An updated take on the drink that quenched colonial America

Photo: Julie Soefer

It is said that Ethan Allen and his gang of Green Mountain Boys first concocted the Stone Fence, a hard cider–and-rum libation, the night before they joined forces with Benedict Arnold and his men to seize Fort Ticonderoga from the British in 1775writes Houston-based craft-cocktail expert Alba Huerta in her new guide, Julep. What’s always caught my attention about this anecdote is that the name Stone Fence—a drink a bunch of rowdy colonials used for liquid courage—reminds me of something else entirely. When I first began bartending back in 2000, one of the more popular drinks was a Stone Sour, made from a base (whiskey, vodka, amaretto, or whatever the guest chose), powdered sweet-and-sour mix, and orange juice from a bottle. At the first bar I worked, I must have served hundreds of Amaretto Stone Sours every weekend. So here’s the Stone Fence Sour, offering hints of both the Stone Sour and the Stone Fence: dry apple notes, a whiskey backbone, and a balanced sweet-and-sour element. It’s strong enough to give you courage no matter what you’re planning for tomorrow.

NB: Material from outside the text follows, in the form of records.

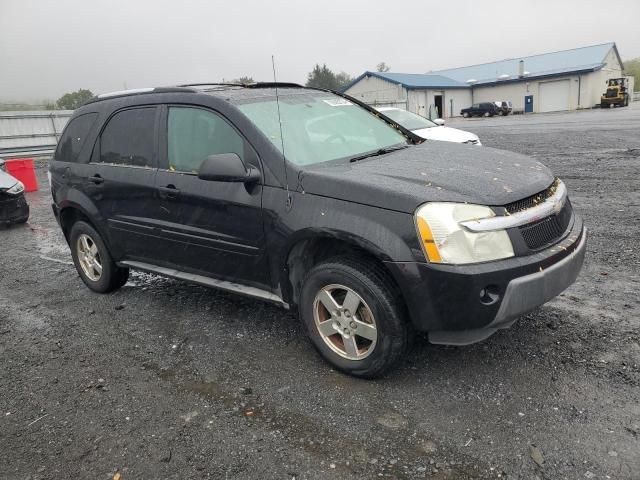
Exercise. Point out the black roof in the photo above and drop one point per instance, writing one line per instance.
(209, 88)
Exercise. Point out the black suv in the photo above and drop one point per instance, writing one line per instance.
(311, 200)
(485, 109)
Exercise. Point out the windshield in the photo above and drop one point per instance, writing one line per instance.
(408, 120)
(319, 127)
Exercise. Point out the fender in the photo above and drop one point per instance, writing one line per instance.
(79, 201)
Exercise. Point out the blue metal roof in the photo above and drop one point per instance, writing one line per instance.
(547, 64)
(411, 80)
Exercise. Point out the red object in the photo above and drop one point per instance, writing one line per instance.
(24, 171)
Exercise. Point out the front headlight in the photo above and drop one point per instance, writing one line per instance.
(444, 240)
(16, 189)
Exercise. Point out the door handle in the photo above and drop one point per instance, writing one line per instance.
(170, 191)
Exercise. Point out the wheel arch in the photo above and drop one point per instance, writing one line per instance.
(310, 248)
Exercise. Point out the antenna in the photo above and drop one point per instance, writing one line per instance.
(284, 160)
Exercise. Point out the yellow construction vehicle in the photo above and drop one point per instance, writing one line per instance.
(617, 93)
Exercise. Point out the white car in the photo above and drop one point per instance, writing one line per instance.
(425, 128)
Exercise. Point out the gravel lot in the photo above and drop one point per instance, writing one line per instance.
(167, 380)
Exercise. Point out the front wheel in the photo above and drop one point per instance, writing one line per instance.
(354, 316)
(92, 260)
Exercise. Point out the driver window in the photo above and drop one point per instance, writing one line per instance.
(194, 134)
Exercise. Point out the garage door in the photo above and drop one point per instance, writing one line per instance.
(554, 96)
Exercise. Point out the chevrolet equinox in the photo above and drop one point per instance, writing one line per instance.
(314, 201)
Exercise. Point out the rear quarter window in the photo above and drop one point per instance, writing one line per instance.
(128, 138)
(74, 137)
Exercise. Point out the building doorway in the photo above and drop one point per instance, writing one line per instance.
(438, 100)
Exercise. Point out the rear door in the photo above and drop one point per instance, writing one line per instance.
(120, 181)
(211, 228)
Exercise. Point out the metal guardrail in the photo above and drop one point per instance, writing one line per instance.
(31, 133)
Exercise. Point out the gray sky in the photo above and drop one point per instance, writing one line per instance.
(49, 47)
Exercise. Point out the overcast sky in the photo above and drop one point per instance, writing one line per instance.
(49, 47)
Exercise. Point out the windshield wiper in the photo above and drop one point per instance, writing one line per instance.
(375, 153)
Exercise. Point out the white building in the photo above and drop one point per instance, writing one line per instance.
(565, 80)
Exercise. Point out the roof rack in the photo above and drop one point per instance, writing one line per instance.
(139, 91)
(245, 85)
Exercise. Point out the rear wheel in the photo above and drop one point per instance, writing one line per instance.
(354, 316)
(92, 260)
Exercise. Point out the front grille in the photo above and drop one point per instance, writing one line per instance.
(533, 200)
(539, 234)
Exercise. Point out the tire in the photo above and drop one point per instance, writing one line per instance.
(380, 306)
(86, 242)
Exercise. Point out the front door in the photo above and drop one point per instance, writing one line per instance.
(211, 228)
(120, 180)
(528, 104)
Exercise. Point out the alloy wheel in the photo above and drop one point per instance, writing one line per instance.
(89, 257)
(345, 322)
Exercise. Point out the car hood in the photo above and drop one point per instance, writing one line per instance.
(432, 171)
(445, 134)
(6, 180)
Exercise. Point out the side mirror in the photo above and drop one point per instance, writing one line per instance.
(227, 167)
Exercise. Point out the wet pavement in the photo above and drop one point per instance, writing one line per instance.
(163, 379)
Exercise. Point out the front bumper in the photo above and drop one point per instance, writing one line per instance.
(13, 208)
(459, 305)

    • 1½ ounces 80-proof bourbon

    • 1½ ounces hard cider, preferably Foggy Ridge

    • ½ ounce orgeat

    • ½ ounce simple syrup

    • ½ ounce freshly squeezed lime juice

    • ½ ounce freshly squeezed orange juice

    • 3 apple slices, for garnish

    • Fresh nutmeg, for garnish


  1. Pour the bourbon, hard cider, orgeat, syrup, lime juice, and orange juice into a glass. Stir with a barspoon to blend. Fill the glass halfway with crushed ice and stir a few times. Fill the glass entirely with crushed ice. Place the straw in the glass. To garnish, thread the apple slices on a cocktail pick and place on the rim of the glass. Add a few grates of nutmeg.